Así nos va, en el mundo y en la piel de toro. No saber hacer ya nada juntos nos ha condenado, a escala planetaria igual que en el ámbito doméstico, a capear la pandemia como se hacía cuando no disponíamos de los avances tecnológicos y científicos que ahora nos asisten. Se ha logrado desarrollar y administrar la vacuna a un ritmo admirable, eso es lo único que ayuda a no sumergirnos en la melancolía. Por lo demás, el mundo y el país encajan el zarpazo del coronavirus como encajaron el de otras enfermedades infecciosas anteriores. De ola en ola, y ya suman cinco, siempre por detrás de los acontecimientos, y sacrificando como de costumbre la equidad en la respuesta a la desgracia.

Esta desunión criminal, que lo es porque cuesta vidas, y causa miserias y sufrimientos que tenemos herramientas para evitar, tiene autores, a quienes alguna vez habría que pedirles responsabilidades. Todos esos jugadores de ventaja que pueden especular a costa de los demás y no dejan de hacerlo, por el afán de obtener una fortuna que sólo pueden gastar en caprichos.
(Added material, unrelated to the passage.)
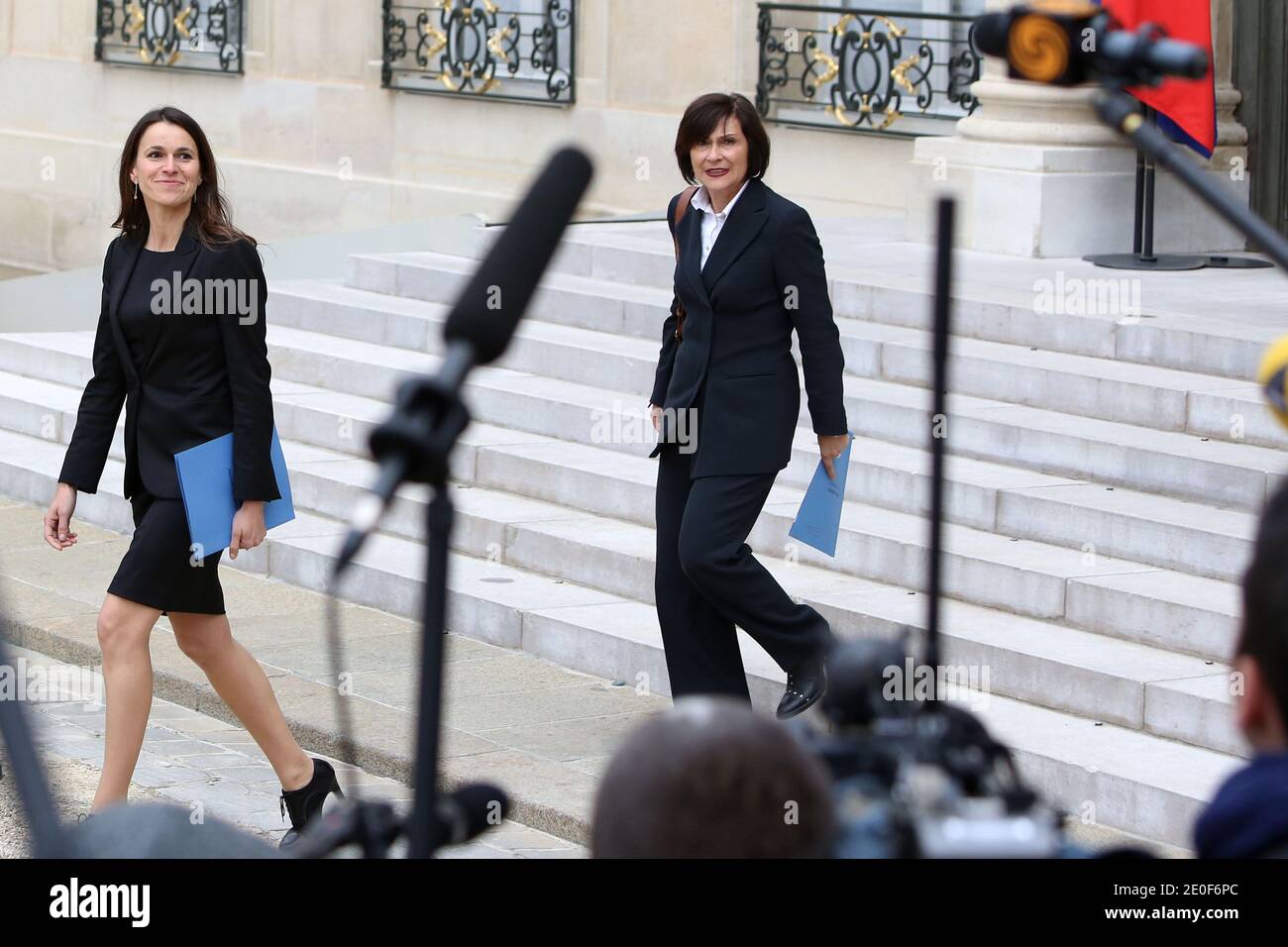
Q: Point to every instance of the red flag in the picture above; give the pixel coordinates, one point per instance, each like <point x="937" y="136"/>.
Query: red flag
<point x="1188" y="103"/>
Los que en lugar de avanzar hacia una comunidad de humanos se ciegan con la idea idiota de vencer o doblegar a sus semejantes. Los que se aplican a construir diferencias imaginarias, hasta que su bombardeo sobre mentes desprevenidas las hace reales. Los que se creen intérpretes auténticos y únicos de la verdad.

Regresa, Charlton Heston, a este planeta de los simios y, con esa voz y esos puños apretados, ayúdanos a maldecirlos.

(Publicado en elmundo.es el 25 de julio de 2021).